While immigrants on employment visas (as opposed to humanitarian and family visas) tend to be younger and more educated that the domestic population, there is little evidence that they are meeting the needs of employers in terms of skill shortages in regional and resource boom areas. Most migrants flock to the metropolitan areas of Sydney and Melbourne, and given the conditions of the visa preventing access to welfare benefits in the first two years of arrival, migrants need to accept any employment offer, often crowding out domestic workers which at times also results in a dampening effect on wages, particularly in a competitive employment market as we are now experiencing. It is estimated that migration contributes around 100,000 migrants to the workforce every year; however in 2012 only 115,000 jobs were created in Australia. Not only are migrants not meeting skills shortage requirements, but their mass contribution to population growth not only puts pressure on existing infrastructure and pushes up costs, it creates further skill shortages in non-critical jobs to meet the demands of an increasing population, ‘justifying’ further high levels of immigration. There is also evidence that the current high immigration and settlement in metropolitan areas is influencing domestic migration and the sea and tree change phenomena, creating similar infrastructure bottlenecks in regional and rural areas as being experienced in cities. To cater for this increasing demand, governments (federal, state and local) are required to provide the necessary infrastructure and services to support the population (as expected from a first world country).
Given there is not a bottomless bucket of public money to spend, governments must decide how best to direct their revenue to support its population. For a nation projected to grow from a population of 23 million in 2013 to 36 million in 2050, this spend is currently committed to city-building infrastructure. This is despite the fact that the Commonwealth Government identifies in the 2010 Intergenerational Report that higher productivity is the key to balancing the needs of a changing demographic.
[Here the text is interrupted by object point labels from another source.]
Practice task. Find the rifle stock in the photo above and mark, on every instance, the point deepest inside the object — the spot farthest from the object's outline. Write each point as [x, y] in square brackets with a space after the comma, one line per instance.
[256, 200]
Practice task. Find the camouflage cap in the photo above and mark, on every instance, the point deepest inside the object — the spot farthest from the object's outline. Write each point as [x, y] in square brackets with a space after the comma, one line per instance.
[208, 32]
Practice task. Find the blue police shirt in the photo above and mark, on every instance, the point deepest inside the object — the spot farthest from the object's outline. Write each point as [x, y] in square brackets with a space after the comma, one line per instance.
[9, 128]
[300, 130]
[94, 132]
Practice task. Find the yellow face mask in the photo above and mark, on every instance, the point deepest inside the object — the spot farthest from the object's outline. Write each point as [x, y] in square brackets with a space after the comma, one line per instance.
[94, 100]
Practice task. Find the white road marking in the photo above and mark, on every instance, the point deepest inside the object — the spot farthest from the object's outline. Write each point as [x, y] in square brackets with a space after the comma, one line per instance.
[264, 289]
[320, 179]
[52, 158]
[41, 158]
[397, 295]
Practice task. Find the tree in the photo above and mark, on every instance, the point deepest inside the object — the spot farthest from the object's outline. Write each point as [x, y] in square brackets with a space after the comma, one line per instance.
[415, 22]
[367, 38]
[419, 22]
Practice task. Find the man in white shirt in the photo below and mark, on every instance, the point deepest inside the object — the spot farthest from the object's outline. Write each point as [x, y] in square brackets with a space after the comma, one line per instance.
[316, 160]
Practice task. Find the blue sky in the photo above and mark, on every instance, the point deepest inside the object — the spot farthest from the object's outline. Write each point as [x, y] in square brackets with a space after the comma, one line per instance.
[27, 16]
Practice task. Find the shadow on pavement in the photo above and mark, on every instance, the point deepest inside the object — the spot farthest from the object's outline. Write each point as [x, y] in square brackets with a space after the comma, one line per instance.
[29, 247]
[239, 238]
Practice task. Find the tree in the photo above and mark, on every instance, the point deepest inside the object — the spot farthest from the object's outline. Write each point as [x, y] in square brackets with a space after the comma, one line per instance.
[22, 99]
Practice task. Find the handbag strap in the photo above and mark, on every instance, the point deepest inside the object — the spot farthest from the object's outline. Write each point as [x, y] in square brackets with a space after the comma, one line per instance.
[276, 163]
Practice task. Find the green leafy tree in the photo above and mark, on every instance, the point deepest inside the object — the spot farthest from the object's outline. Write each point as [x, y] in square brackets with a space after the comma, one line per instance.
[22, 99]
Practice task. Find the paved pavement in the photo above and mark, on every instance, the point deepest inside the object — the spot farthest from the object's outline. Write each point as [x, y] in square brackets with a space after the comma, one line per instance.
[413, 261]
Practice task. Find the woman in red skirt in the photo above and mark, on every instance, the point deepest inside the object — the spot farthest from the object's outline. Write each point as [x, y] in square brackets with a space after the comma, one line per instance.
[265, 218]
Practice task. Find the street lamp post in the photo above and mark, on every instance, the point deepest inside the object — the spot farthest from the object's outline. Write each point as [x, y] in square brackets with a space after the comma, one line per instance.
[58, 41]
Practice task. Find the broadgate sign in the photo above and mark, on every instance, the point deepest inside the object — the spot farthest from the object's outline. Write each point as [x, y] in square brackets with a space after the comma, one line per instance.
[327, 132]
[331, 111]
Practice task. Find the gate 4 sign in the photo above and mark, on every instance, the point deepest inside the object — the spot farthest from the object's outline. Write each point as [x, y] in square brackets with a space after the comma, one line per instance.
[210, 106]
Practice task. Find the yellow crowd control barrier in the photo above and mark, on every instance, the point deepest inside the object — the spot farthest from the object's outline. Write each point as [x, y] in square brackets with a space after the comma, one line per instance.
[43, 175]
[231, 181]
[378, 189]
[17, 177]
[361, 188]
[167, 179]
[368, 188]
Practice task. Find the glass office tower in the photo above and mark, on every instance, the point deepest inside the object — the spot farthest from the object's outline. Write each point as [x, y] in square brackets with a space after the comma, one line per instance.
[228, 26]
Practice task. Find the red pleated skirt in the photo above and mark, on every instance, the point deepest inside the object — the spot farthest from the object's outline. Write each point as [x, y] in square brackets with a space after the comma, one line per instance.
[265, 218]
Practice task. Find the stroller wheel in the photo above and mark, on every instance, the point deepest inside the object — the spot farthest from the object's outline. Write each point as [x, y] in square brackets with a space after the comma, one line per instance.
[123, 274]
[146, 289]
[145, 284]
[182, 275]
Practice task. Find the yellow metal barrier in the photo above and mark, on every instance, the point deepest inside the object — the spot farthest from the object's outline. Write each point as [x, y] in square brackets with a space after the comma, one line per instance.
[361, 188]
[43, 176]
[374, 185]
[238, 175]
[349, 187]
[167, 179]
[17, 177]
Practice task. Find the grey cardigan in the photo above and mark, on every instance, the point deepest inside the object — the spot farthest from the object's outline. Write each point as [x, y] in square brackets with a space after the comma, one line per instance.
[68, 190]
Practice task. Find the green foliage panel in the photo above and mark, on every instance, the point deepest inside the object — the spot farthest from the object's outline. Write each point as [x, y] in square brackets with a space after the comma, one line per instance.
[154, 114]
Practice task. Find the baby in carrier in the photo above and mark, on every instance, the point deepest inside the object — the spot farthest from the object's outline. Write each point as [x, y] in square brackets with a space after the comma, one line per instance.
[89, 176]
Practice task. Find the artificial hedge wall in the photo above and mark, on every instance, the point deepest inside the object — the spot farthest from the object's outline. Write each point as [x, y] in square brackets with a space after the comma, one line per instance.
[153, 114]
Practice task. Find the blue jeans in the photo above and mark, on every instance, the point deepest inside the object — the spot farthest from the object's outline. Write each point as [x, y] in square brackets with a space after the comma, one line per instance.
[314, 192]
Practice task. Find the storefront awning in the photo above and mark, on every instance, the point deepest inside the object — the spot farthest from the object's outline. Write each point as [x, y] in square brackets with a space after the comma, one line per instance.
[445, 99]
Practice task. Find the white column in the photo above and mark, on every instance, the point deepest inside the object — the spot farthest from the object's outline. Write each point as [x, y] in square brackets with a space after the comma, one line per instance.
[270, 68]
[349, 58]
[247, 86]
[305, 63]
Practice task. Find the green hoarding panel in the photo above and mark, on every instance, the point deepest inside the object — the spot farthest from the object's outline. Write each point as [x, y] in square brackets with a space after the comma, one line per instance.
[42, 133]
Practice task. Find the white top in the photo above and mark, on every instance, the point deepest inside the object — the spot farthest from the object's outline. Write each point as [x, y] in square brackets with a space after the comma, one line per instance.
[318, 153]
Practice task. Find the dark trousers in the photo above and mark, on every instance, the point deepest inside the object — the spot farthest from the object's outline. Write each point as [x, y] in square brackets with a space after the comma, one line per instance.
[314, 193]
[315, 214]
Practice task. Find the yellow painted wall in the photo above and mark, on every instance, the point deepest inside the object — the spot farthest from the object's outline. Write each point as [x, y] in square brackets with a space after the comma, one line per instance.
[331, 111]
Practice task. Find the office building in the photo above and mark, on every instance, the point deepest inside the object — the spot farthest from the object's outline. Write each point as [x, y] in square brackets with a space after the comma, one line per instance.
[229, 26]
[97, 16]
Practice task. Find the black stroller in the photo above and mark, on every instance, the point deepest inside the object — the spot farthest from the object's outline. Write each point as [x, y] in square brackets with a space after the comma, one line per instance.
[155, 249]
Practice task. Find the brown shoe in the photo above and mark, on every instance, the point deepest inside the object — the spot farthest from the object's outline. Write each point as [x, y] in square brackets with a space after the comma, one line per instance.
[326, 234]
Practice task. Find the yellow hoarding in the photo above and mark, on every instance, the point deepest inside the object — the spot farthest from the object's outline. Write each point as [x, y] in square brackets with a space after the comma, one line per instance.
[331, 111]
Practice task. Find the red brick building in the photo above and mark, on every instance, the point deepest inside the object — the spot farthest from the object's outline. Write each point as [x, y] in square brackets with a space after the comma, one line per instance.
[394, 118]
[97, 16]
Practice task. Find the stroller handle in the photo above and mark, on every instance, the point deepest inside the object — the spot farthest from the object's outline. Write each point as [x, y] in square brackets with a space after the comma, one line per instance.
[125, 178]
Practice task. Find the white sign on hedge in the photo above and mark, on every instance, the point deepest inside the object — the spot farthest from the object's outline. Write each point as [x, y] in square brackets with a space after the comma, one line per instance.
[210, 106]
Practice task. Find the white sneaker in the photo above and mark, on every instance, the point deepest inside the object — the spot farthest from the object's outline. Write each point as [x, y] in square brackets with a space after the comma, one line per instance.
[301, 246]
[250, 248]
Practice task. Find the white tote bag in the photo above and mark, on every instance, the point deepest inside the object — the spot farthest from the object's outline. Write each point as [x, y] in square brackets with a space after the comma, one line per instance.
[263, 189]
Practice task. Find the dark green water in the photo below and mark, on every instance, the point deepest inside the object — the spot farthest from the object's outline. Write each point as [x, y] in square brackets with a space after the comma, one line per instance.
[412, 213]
Until the government determines the appropriate level of immigration to meet the needs of the current population, public money will be directed to supporting population growth as a result of immigration rather than to productivity-enhancing initiatives, such as information telecommunications, education and training, innovation support, research and development and regulatory reform. As a consequence, it is likely that Australia will continue to report woeful productivity performance.